The grip is bound with silk, and the pommel is designed with eleven circles. The blade is made mostly of copper and tin and is as razor-sharp as it was when the king held it in his hands.
The Epoch Times tells the story of Goujian, the owner of the sword. During the early reign of Goujian in the fifth century BC, the State of Yue was in a precarious position.
A neighboring state, Wu, had conquered the Chu Kingdom and focused its sights on Yue. Goujian had just inherited the throne, and the State was in disarray.
Helü, the King of Chu and Wu, wasted no time in attacking Goujian’s army which was led by Goujian himself. Although he was outnumbered and outgunned, Goujian succeeded in cornering Helü, and a duel was set. Goujian’s youth gave him an advantage and Helü was killed as his troops retreated.
Helü’s son, Fuchai, then became King of Wu, and he could never forgive Goujian for the death of his father. After rebuilding his army, he attacked the Yue State. Unable to work his way out of this fight, Goujian surrendered.
He, his wife, and his right-hand man, Fan Li, were enslaved by Fuchai, and one of Fuchai’s advisors, Wen Zhong, took over the ruling position of Yue. During the three years of Goujian’s captivity, Fuchai’s attitude of self-importance grew exponentially.
He was convinced he had the former King of Yue completely under his thumb and ignored his advisors when they cautioned him against overconfidence. Fuchai was so convinced of Goujian’s loyalty, he freed the former king, his wife, and Fan Li and allowed them to return home.
While once again ruling, Goujian and his wife joined the commoners working in the fields — not only to stay below Fuchai’s radar but also to better understand the plight of the peasants while Fan Li prepared the ultimate revenge.
Taxes would not be raised, and rules were set to maximize the birth rate which drew favor from the peasants. Goujian allowed Fuchai to get the upper hand on trade negotiations and freely sent his most beautiful women to be concubines of the Wu ministry.
Fan Li trained women in the art of entertainment and pleasing men. One such concubine, Xi Shi, was trained especially for Fuchai. He was so besotted with her, he forgot his royal duties and spent all of his time and money on construction projects to benefit her.
The rest of Fuchai’s cabinet were equally distracted by concubines sent by Fan Li, and Wu spiraled into ruin. A drought only made things worse. When Fuchai was forced to request grain from Goujian, he was given grain soaked in boiling water which was suitable for eating but unable to germinate if planted.
Goujian had maneuvered Fuchai into exactly the position he needed him to be, and his army soon attacked. As the losing king, Fuchai was humiliated and committed suicide.

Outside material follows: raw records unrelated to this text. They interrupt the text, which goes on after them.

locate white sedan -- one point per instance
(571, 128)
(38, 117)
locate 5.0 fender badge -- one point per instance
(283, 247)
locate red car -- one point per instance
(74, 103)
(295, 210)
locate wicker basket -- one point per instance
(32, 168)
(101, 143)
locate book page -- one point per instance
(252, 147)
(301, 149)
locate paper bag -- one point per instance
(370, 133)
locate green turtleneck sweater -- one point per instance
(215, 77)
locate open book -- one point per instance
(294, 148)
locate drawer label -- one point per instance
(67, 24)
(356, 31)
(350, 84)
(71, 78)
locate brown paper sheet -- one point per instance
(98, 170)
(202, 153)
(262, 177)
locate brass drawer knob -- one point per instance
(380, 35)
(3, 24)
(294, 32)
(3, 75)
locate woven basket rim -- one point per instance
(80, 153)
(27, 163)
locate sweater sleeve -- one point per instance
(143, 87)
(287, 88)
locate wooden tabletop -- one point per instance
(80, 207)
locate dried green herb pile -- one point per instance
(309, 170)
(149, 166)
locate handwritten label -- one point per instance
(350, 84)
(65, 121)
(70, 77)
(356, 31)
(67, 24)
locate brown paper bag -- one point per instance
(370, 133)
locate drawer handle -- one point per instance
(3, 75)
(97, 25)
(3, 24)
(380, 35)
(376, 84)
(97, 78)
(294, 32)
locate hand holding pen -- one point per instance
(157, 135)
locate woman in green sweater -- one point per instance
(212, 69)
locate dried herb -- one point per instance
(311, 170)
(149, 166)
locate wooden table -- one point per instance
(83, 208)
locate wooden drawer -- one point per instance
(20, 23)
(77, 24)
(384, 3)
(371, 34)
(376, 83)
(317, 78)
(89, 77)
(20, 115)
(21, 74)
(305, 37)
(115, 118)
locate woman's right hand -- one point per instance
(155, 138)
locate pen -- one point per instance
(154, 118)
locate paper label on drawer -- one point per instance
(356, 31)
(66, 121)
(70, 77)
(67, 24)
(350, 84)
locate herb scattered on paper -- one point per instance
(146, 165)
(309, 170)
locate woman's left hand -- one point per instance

Unfortunately, Goujian’s years of captivity had affected him negatively and he soon turned against his own advisors. As top officials were being executed, Fan Li escaped, reportedly taking Xi Shi with him.
Goujian died in about 465 BC and was succeeded by his son Luying. The Kingdom of Yue was never the same and was later conquered by the Kingdom of Chu along with the Kingdom of Wu — putting everything back in its place.